The National Association of Counties (NACo) and the National Sheriffs’ Association (NSA) have announced the establishment of a Joint Task Force to reduce recurrence of prisoners through continuity of health care services. The NACo-NSA task force plans to convene at least twice this spring and summer. The National District Attorney’s Association (NDAA) has been asked to select a member from among its ranks to partake in the task force to provide a perspective for local prosecutors. Erie County Attorney John Flynn was chosen for the position. Having a prosecutor on the force will provide valuable insight into the need for increased access to services for veterans who frequently get into trouble with the criminal justice system due to post-traumatic stress disorder, substance abuse or other disorders. The new task force has 28 members, uniting county officials, sheriffs, prosecutors, judges, public defenders and behavioral health partners to develop a coordinated response to the dilemmas faced by those released from prison. Flynn is the task force’s only prosecutor. The Co-chairs are Arapahoe County Commissioner Nancy Sharpe and Sheriff Greg Champagne of Parish St. Charles, Louisiana.

Members of the new task force will explore the impact of existing federal policies on local prisoners’ recurrence and health outcomes.
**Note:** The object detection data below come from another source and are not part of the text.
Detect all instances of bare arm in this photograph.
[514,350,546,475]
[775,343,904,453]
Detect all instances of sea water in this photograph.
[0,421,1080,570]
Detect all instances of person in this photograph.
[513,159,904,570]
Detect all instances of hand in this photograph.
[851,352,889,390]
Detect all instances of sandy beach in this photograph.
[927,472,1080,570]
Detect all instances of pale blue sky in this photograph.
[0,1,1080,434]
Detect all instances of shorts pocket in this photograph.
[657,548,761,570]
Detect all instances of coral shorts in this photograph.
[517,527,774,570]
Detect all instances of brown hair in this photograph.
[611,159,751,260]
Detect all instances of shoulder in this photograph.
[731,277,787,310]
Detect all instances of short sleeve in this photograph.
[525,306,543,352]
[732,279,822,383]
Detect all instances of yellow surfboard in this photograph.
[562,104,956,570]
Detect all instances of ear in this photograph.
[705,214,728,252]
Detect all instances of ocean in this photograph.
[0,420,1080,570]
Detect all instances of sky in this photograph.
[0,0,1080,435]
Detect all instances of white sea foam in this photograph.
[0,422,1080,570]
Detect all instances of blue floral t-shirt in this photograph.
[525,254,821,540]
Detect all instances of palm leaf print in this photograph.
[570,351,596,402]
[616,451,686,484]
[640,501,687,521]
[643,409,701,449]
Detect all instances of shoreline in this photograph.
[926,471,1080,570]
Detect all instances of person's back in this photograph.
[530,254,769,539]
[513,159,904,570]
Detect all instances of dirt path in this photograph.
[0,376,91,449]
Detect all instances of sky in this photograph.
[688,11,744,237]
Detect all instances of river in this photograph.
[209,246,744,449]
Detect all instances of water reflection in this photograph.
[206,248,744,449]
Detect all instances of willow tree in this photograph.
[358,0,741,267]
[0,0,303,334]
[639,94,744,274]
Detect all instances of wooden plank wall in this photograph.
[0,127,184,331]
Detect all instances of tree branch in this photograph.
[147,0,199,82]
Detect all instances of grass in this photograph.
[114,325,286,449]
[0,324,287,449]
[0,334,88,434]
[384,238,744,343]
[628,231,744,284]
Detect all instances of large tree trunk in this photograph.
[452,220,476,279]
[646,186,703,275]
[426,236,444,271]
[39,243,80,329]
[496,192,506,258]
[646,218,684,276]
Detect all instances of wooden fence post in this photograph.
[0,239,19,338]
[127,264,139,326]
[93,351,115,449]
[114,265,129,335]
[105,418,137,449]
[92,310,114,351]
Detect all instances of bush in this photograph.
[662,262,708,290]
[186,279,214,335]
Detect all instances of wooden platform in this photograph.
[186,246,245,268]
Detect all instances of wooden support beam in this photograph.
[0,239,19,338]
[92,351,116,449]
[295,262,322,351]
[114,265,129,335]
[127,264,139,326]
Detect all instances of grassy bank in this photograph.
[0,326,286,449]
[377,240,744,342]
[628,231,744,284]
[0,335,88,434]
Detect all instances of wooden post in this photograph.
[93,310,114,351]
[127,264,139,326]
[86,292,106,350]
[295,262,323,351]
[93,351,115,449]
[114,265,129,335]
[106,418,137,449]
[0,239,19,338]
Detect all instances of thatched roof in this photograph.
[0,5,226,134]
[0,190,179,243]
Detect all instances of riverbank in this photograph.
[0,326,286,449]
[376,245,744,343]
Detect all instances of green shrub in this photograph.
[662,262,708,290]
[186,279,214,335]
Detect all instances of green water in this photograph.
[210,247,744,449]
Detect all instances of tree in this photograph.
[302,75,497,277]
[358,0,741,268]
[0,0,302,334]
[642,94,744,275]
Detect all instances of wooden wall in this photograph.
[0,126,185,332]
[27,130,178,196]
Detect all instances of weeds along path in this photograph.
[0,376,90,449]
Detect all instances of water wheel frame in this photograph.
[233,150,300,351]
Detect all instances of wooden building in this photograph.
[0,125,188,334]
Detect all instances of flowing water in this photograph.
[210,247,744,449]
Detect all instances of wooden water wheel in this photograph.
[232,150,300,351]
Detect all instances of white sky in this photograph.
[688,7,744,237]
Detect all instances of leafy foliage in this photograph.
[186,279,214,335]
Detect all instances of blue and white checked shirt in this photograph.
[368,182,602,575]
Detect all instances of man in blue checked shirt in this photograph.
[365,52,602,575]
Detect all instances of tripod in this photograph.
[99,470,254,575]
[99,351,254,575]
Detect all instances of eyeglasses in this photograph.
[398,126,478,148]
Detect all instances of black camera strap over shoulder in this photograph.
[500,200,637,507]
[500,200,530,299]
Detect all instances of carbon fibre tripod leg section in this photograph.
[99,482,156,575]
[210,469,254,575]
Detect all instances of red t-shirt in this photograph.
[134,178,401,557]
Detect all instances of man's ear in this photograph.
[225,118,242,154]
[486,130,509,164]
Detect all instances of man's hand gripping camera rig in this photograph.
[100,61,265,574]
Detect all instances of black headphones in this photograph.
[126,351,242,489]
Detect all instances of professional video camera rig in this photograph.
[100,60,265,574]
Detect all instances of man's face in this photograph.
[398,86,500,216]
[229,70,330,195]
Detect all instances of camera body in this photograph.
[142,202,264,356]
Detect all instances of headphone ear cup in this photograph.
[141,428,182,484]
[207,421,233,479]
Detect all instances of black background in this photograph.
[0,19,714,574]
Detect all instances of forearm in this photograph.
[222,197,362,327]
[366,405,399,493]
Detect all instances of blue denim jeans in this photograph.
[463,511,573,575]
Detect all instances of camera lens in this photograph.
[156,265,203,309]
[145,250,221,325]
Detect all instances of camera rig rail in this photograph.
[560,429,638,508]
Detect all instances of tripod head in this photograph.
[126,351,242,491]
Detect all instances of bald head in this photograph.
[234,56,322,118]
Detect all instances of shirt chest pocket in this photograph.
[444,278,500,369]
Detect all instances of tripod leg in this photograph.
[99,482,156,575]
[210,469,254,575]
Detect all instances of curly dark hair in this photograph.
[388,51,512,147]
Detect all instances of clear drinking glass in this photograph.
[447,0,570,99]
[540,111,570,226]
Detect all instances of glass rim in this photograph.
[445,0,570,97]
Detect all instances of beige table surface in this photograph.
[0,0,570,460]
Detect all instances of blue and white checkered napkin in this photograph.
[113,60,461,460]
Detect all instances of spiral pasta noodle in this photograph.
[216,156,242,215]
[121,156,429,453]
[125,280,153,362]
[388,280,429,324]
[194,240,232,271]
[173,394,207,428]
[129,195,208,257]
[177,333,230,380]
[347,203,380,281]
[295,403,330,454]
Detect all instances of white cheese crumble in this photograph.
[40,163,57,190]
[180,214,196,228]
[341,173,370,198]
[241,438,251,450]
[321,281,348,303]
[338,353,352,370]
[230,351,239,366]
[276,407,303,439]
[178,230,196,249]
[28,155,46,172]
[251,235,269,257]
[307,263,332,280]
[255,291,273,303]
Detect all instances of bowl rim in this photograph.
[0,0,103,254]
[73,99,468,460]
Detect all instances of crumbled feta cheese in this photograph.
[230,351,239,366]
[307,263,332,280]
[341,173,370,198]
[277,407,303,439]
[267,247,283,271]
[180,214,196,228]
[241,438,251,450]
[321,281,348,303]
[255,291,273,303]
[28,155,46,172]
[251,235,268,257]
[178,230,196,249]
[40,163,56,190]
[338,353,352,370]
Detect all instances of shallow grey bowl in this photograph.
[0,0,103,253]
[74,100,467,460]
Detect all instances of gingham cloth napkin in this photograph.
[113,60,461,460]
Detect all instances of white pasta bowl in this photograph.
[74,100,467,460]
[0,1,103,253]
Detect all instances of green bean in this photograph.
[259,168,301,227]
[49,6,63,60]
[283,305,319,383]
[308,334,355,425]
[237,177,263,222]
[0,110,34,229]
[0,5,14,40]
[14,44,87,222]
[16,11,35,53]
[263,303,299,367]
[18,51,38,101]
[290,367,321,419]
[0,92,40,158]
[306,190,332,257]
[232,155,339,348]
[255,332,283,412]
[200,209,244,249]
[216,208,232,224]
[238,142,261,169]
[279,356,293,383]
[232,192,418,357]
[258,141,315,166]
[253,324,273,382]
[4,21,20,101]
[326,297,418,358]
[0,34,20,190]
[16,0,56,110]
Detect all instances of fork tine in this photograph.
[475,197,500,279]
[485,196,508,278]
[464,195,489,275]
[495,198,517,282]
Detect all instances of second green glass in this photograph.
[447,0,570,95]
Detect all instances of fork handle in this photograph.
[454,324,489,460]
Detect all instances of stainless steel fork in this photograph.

A focus will be placed on people with mental health, substance use disorders and/or other chronic health conditions. Flynn stated that “Under current law, those who can afford bail keep their health care while those unable to pay – who are most susceptible to illness – face a gap in coverage. Research shows gaps in coverage leads to higher rates of recidivism resulting in over-incarceration.” This impressive task force also welcomes assistance from other governmental, corporate, academic and philanthropic partners’ participation and contributions.